I have no doubt all of that is true, and admirable. However, I also have to admit that I have little idea what the map produced by this cloud-technological, and most comprehensive and collaborative, web-mapping project actually means. Here is that map:
Let me hazard a guess. What I think the map may mean is that if your goal is to reduce poverty and improve nutrition and health, in equal measure, and you want to do this via cassava, the areas in red are…what? The places where you would have the best chance of succeeding? The places where you’re going to have the biggest impact? The places where you should go on holiday?
I should have gone to the workshop, I guess. Maybe if I had, I’d be able to understand the whole thing more, and explain it better. And it is still in Beta, so there’s stuff in the pipeline, including documentation, no doubt. The idea of providing diverse maps online, and allowing users to combine them in fancy ways in support of decision-making, is certainly a great one. I really hope to see the promise of RTBMaps fulfilled.
This is an awesome tool. Is there something similar that anyone knows of that may be relevant to poultry production from small scale farmers? I am working on a start-up and need some assistance with market analysis in this space. Thank you.
Edward
ejsilva@ucdavis.edu
Luigi – thanks for your comments. Sorry for the delay in replying. I just got back from vacation.

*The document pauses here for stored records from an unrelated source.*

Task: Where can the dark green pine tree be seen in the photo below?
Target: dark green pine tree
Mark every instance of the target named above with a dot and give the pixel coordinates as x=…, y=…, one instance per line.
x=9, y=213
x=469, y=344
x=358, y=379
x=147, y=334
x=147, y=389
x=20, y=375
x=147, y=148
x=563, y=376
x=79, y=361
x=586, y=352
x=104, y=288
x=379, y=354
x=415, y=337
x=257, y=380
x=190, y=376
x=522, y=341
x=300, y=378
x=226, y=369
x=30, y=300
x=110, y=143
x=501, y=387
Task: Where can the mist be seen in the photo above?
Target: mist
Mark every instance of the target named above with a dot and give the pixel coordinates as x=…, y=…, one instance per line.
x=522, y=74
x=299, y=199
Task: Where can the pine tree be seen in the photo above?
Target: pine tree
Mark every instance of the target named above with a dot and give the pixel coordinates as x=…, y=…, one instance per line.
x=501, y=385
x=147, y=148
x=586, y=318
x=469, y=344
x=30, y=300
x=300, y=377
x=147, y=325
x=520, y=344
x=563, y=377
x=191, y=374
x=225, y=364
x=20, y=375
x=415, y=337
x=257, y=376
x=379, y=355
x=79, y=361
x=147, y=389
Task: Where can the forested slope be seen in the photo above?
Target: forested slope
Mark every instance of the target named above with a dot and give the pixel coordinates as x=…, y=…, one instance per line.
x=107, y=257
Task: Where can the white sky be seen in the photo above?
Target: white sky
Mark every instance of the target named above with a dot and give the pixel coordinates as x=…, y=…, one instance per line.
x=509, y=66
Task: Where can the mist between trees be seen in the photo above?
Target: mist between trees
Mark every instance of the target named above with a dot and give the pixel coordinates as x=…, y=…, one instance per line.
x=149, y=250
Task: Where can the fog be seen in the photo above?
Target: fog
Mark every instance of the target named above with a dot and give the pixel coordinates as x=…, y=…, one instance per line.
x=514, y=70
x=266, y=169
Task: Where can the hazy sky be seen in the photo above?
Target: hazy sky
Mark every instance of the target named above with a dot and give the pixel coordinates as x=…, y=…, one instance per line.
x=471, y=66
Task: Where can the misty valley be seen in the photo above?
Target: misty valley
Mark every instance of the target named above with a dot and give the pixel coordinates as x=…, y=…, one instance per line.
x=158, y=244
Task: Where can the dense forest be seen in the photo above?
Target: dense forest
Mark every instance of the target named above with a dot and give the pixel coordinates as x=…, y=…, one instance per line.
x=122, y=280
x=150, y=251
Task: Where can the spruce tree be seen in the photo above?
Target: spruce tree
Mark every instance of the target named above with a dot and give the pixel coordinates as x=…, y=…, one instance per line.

I am going to discuss all of your comments and suggestions with our development group. I think many of them are right on target. Some of them, we need to think about. Indeed this is only beta. Really we are only just beginning, and I myself was very surprised about the award. I think that we are going in the right direction with this, but there are plenty of things we need to do to make this resource more useful. In a couple of weeks I will get back to you and let you know about how this is developing.